Set in the apartment they share, faded Southern belle Amanda Wingfield is played by Cherry Jones, who is making her West End debut here. Her character is obsessed with attracting a ‘gentleman caller’ to the house to visit her daughter and she inhabits the role with such breathless effortlessness it’s hard to imagine anyone else playing her.
We last saw Michael Esper in Lazarus and here he is used to much better effect as the narrator we may, or may not, do well to trust.
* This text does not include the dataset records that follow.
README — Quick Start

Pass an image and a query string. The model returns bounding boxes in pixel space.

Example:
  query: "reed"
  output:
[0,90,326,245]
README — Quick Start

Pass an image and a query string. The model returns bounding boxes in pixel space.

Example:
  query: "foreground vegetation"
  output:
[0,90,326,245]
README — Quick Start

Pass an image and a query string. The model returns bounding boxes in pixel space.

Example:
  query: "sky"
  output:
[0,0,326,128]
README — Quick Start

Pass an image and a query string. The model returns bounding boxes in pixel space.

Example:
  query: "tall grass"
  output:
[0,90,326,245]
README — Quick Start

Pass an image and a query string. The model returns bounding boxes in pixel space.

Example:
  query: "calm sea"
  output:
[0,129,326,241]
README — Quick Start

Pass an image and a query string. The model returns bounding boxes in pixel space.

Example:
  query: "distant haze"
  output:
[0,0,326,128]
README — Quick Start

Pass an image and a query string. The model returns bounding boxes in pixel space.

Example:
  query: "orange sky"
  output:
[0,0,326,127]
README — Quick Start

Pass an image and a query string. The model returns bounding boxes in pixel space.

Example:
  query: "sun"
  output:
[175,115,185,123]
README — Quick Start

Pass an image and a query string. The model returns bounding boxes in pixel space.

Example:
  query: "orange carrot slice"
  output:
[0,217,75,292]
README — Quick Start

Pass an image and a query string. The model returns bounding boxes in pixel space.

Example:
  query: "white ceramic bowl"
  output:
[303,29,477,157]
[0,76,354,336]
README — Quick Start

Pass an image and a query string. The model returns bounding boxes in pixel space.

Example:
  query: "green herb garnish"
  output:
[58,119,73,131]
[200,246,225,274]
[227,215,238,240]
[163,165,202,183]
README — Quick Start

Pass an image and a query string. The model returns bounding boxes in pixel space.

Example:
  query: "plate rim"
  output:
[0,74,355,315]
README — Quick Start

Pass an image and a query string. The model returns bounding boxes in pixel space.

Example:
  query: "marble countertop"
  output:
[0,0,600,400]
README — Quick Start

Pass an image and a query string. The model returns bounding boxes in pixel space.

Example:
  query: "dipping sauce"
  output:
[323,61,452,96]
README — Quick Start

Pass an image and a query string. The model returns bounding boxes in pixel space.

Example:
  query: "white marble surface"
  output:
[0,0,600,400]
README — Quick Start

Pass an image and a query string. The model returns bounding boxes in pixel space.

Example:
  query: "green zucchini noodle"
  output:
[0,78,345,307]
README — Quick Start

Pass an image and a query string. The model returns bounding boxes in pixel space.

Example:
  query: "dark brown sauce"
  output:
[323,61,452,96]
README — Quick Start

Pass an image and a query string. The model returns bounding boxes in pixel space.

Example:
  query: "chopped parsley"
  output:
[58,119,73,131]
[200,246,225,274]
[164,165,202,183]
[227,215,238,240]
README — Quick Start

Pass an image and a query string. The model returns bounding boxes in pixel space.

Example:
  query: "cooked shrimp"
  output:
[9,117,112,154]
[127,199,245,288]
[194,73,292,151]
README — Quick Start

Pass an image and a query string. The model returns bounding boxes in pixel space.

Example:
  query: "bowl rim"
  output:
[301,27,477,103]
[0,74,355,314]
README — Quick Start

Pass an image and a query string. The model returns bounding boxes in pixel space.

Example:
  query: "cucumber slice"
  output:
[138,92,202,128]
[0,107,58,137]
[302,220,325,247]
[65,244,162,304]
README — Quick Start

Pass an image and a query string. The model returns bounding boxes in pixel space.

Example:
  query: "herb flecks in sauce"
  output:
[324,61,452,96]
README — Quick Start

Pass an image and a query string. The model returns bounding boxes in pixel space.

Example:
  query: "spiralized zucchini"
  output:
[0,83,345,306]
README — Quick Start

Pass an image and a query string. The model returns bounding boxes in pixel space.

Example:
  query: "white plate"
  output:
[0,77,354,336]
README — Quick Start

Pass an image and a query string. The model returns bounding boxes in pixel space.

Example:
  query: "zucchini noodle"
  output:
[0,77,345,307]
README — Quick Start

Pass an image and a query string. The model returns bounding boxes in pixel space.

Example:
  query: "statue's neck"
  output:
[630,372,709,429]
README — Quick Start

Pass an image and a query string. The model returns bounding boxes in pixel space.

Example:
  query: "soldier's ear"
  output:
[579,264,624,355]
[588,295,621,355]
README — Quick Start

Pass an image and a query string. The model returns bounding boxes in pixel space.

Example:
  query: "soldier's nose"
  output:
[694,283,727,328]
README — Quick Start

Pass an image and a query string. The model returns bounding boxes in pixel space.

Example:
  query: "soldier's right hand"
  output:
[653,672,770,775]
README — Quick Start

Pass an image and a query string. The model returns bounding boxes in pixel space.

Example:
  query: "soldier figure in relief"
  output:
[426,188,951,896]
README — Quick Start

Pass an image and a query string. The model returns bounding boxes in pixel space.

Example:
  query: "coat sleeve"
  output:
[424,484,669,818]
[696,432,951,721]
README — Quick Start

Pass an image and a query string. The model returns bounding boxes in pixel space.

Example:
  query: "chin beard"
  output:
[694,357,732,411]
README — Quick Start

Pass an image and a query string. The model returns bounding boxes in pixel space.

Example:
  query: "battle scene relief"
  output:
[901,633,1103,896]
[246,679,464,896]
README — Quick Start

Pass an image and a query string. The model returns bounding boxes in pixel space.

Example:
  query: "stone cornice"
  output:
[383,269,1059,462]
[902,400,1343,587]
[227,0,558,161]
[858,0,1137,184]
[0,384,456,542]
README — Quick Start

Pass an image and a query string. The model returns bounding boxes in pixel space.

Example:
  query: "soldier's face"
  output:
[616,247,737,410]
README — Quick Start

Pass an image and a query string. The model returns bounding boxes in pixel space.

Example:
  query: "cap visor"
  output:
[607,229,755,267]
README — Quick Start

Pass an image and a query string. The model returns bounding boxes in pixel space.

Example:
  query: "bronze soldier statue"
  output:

He dreams of escaping his home permanently and does so intermittently to ‘the movies’, returning home drunk and later than expected.
We suspect the reason for the audience’s tears was the marvellously still performance of Kate O’Flynn as the sister who does receive a gentleman caller in act two, school crush Brian J. Smith. O’Flynn is unrecognisable from her role in Channel 4’s entertaining No Offence while Smith (Sense 8) is playing to type.
The awkwardness with which their relationship appears to develop and its conclusion is symbolised by the titular glass menagerie which has such hold over the sister.
Director John Tiffany’s (Once, Harry Potter and The Cursed Child) work fully justifies the multiple Tonys it was nominated for in 2014, winning only for Lighting.
He encourages vivid performances from each of the four characters we see in this loving revival of a memory play which make it difficult to forget.